The Titanic did not have enough lifeboats for everyone on board. Based on the survivors, we know that lifeboat priority was given to women and children first. From the layout of the ship, we know that more expensive cabins were located closer to the lifeboats. These elements together mean that women and high-class individuals survived at a higher rate than men and the lower class. Machine learning models tend to reflect this behavior. In this post, we’ll train some models to predict survival using these data. We will also measure the bias present between the different sexes represented in the data.

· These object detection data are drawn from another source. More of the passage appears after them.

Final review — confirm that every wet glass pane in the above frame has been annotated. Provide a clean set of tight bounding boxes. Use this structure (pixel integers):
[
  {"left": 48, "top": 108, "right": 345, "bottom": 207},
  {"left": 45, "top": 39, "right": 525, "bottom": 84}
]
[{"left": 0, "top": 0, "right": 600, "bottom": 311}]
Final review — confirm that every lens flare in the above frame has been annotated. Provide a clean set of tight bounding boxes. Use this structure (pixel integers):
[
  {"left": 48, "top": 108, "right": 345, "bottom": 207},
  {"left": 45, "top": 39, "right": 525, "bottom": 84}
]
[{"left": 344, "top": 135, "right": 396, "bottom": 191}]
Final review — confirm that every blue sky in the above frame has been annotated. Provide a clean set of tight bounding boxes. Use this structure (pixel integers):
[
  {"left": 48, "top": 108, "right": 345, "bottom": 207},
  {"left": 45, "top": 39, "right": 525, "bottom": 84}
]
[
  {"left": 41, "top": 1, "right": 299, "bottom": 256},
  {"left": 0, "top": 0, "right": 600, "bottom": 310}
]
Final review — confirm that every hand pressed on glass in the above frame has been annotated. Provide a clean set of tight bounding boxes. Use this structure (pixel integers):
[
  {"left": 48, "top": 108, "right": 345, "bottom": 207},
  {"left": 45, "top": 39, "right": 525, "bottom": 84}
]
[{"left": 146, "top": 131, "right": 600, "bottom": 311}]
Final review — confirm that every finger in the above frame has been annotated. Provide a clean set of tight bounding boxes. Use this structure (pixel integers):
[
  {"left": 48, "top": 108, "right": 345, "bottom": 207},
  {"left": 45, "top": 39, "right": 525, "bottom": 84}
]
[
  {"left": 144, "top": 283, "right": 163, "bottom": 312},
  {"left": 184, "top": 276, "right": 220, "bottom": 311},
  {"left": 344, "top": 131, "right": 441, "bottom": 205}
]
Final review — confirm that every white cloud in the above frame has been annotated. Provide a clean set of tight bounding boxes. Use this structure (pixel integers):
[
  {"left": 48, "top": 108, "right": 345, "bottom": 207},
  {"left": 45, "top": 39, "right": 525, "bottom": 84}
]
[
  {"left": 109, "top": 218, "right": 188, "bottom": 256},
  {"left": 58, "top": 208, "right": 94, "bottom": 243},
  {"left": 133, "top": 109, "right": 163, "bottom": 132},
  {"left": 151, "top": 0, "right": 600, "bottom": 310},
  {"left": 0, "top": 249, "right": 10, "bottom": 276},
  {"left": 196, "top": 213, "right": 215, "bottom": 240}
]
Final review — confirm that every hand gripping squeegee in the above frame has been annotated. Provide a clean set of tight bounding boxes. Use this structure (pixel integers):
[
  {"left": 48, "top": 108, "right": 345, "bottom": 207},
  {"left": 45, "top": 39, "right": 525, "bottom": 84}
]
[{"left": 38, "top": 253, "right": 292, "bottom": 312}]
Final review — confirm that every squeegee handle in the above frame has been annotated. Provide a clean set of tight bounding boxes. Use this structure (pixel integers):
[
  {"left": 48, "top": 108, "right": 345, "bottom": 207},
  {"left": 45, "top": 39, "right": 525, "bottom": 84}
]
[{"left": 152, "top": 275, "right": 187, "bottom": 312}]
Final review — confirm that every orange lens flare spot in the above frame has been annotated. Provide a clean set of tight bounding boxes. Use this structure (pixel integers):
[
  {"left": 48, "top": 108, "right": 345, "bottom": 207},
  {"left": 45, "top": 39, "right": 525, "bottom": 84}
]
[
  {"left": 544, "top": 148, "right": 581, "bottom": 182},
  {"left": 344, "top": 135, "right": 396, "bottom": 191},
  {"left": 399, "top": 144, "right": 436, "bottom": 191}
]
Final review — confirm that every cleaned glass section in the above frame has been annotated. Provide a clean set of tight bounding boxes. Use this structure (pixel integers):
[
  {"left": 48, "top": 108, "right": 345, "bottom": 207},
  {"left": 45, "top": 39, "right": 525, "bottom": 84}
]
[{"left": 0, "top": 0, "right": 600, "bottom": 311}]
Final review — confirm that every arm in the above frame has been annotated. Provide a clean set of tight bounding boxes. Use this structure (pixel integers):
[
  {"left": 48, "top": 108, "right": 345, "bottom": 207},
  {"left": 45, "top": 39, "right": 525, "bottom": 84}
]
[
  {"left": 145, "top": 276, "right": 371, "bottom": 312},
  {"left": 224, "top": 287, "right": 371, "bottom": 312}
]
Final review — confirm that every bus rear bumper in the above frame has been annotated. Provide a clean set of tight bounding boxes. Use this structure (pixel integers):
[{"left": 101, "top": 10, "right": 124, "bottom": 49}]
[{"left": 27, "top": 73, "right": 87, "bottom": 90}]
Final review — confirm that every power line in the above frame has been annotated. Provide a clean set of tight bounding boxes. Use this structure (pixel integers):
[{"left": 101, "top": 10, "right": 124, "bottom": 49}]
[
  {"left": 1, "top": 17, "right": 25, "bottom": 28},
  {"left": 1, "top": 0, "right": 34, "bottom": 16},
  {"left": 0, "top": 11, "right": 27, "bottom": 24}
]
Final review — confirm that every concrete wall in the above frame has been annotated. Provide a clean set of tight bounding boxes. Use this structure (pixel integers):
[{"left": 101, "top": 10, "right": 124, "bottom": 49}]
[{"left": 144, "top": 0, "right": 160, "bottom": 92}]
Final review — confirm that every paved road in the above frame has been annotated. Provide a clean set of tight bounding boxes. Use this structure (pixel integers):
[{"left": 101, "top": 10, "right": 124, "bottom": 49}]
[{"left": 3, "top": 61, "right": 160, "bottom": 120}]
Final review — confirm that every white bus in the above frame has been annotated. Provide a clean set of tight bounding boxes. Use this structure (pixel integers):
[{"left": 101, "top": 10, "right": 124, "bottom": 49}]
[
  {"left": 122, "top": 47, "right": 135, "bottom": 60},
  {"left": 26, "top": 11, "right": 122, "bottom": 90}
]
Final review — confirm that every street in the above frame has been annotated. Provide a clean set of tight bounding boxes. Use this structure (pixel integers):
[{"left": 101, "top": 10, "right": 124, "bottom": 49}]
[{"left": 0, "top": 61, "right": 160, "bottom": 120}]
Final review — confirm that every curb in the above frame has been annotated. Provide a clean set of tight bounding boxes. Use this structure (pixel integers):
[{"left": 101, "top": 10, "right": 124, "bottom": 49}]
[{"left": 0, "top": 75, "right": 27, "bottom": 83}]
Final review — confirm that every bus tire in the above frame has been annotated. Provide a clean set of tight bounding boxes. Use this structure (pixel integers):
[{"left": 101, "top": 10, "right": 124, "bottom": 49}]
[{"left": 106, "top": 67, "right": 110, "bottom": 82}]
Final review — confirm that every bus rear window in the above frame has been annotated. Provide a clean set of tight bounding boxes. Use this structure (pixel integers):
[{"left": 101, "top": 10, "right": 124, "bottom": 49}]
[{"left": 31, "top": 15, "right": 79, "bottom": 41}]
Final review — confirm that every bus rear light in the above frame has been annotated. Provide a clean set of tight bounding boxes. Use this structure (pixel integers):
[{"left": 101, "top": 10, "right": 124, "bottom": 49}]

Prior to training models on the Titanic data, it’s common to perform some basic feature engineering work. We applied the following SAS DATA step code to the Titanic data to extract information about the passengers’ titles and the deck locations of their cabins.

   data titanic;
       set titanic;
 
       /* Title */
       Title = scan(Name,2,",");
       Title = scan(Title,1," ");
       Title = tranwrd(Title,".","");
 
       /* Deck */
       Deck = " ";
       if Cabin ^= "" then Deck = substr(Cabin,1,1);
 
   run;

Note that we’re not imputing missing values, a common feature of Titanic-based tutorials because we’ll be using a Forest model in SAS Viya. It has excellent support for missing values out-of-the-box.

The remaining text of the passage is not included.